Consider replacing your chain or sprocket. Take your bike for a couple of runs before you go – and ensure any new parts are bedded in.
Restrict your dip beam to avoid dazzling other road users
Some dip beams on UK bikes project additional light to the left, in order to illuminate road signs and the verge. But when you're driving on the (right-hand drive) continent this light will dazzle other road users, so it's advisable to mask off the section of your light that emits this potentially hazardous light. Beam your lights at a wall or garage, then identify where to mask the light. Use masking tape or elephant tape.
Apply a UK sticker and avoid a fine
Unless your number plate bears the UK identifier with the Union flag (also known as the Union Jack). you must apply a GB sticker or run the risk of a fine while away.
If you’re driving in Spain, Cyprus or Malta, you must display a UK sticker no matter what is on your number plate, and outside the EU some countries also still require UK drivers to display a UK sticker.
Keep your passport, license, V5, and insurance certificate with you at all times.
Spares, equipment and tools
Depending on your bike, take along appropriate basic items in a tool roll – including insulation tape and heavy duty wire.
Pack spare bulbs for each of your lights, a small first aid kit, a yellow reflective jacket and a warning triangle in case you breakdown.
There are a wide variety of panniers, cases and roll-bags to consider for your trip. If using hard cases it is highly advisable to use a tie-down strap, since the standard mounting may well spring loose over bumpy surfaces, leaving your belongings all over the highway.
Depending on how much or how bulky your luggage is, consider investing in some bungees to keep everything tied down. High quality tie-downs and bungee nets are also very useful for keeping your gear secure on the road.
Rucksack for essentials
Take a small rucksack for essentials such as passport, camera and phone. You can then take the important stuff with you when you stop for a break.
Don’t ask your pillion to carry a rucksack – it will get extremely uncomfortable and they will never want to go on a tour with you again!
Either buy the necessary paper maps before you go, or load up the required routes on your satnav. Google Maps on a smartphone is one alternative to a satnav – although it doesn’t have the advantage of being mountable in front of you. Again, make sure you load up all applicable routes (by zooming in on the destination areas) so you can access it offline. But if you lose your offline maps for any reason, simply stop at a motorway service station with Wi-Fi and download them again.
Lane splitting or ‘filtering’ refers to the practice of riding between lanes of stationary traffic. Be aware that this is not tolerated in some countries – notably France.

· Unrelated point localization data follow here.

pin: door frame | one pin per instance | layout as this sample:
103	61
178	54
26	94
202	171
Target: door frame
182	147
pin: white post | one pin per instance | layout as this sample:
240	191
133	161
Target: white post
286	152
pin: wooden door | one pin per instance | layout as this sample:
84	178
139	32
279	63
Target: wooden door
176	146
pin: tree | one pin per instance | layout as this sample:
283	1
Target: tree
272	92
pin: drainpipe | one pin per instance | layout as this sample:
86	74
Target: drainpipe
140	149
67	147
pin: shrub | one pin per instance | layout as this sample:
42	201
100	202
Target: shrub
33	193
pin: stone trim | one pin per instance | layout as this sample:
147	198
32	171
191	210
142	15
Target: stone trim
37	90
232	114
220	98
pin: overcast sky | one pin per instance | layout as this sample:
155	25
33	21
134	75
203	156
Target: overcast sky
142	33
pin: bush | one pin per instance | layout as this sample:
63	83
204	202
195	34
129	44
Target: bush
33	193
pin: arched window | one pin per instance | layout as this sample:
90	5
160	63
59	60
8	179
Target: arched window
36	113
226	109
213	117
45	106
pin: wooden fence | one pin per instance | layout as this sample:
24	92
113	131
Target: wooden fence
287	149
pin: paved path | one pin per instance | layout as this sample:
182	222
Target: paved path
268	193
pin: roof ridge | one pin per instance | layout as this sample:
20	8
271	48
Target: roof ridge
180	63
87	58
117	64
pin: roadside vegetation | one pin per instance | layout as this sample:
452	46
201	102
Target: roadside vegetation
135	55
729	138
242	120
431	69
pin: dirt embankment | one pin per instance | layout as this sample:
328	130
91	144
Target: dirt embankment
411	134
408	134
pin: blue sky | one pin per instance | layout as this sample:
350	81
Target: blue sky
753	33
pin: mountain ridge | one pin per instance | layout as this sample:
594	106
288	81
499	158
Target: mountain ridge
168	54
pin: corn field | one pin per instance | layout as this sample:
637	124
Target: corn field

Get to know the speed limits of your destination country/countries. While you will not lose points on the continent for speeding, you may face on-the-spot fines; if you cannot produce the requisite sum you may have your motorbike confiscated.
European breakdown cover
No matter how well you look after your motorcycle, a breakdown is always possible. Suffering a mechanical failure while abroad can be a stressful experience – especially if you don’t have breakdown cover. Taking out adequate cover costs a relatively small amount and offers genuine peace of mind while overseas. Without cover, you could face large one-off fees for recovery – especially if you break down on the hard shoulder of a motorway. Repair costs are also likely to be higher than the cost of an annual cover policy.